Only points in favour of configuration files from me.
Managing endpoints in configuration files mean that you don't have to update your application if (or perhaps I should say when) the endpoints change.
You can also have several instances of the application running with different endpoints.
I tend to like the config approach myself too, other than the config file can get pretty big.
The one thing I have noticed with WCF configuration is that there is a lot of stuff that you can do from code that you can't do in XML config without adding your own custom extensions. In other words, doing config in code will allow more flexibility, of course you could also just code your own extensions and use those from configuration.
However, do note that there is what I would consider a 'bug' in Visual Studio that if you start making your own extensions and including them in XML, then VS won't like your config file any more and will tag them as errors, and then if you try to add a new service through the wizards, it will fail to add the endpoint to the configuration.
This is sort of a followup to my own answer:
After months of having everything in xml configuration, I'm changing everything to construct the endpoints and bindings in code. I found a really good case for having it in code;
When you want to have a deployable / sharable .dll that contains WCF clients.
So for example if you have a CommonClients.dll that contains all your WCF interfaces and contracts to communicate with some remote server, then you don't want to also say "here is 100 lines of xml that you also have to drop into your app.config for every client to make it work". Having it all constructed in code works out much better in this case.
There is also a "feature" of .NET 3.5 where if you have some wcf extensions, you have to specify the fully qualified assembly name. This means that if your assembly containing the extensions changes the version nnumber, you have to go change the assembly name in the config file too.

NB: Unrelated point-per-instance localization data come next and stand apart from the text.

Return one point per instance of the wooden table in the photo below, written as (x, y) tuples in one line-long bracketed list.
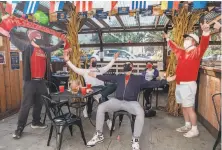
[(70, 96)]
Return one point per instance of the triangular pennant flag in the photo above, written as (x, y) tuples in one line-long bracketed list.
[(82, 6), (31, 7), (199, 4), (10, 6), (210, 8)]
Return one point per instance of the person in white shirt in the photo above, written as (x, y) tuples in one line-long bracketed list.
[(107, 90)]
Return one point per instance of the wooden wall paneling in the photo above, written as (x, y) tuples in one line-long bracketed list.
[(17, 86), (3, 104), (21, 80), (7, 77)]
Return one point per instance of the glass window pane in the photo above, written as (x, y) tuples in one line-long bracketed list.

It is supposedly fixed in .NET 4 to use a short assembly name and not require the full name.
Offhand, an endpoint in a config file doesn't need to be recompiled when it's changed. This also means that you just need to update your config file when moving an application from Development to UAT to Production.
If your just coding something for your own use at home, then there's no real difference. However in a business environment, having the enpoint defined in your config file saves all sorts of headaches.
When using an app.config, your application does not need to be recompiled to adjust to a change. Also it can be resused in multiple situations with the exact same code. Finally, hardcoding your endpoints (or anything subject to change) is poor coding practice. Don't fear the configuration file, it's declarative programming. You say, "I want to use this endpoint." and it does the work for you.
I generally do programmatic configuration, as I don't want to expose my applications internal structure the the user. The only thing I keep configurable is service address, but even this I keep in userSettings section, not system.ServiceModel.
I prefer and recommend the configuration file approach. It offeres a lot of flexibility by allowing to make change to your server without the need to recompile the applcation.
If you need security, you can encrypt the config file.
The biggest worry with plain config files could be that it can be accidentally (or on purpose) modified by the end user causing your app to crash. To overcome this you could make some tests in code to check the configuration is ok in the config file and if not, initialize it programatically to some defaults. I presented how you could do that in another answer to this question.
It's just a question of how much flexibility you need.
Usually I prefer the config file approach.
Check out the .NET StockTrader app. It uses a repository to store config data and has a separate app to manage the configuration. The setup and structure is pretty advanced and there's a fair bit of head scratching for anyone like me that only has the basics of WCF configuration so far, but I would say it's worth a look.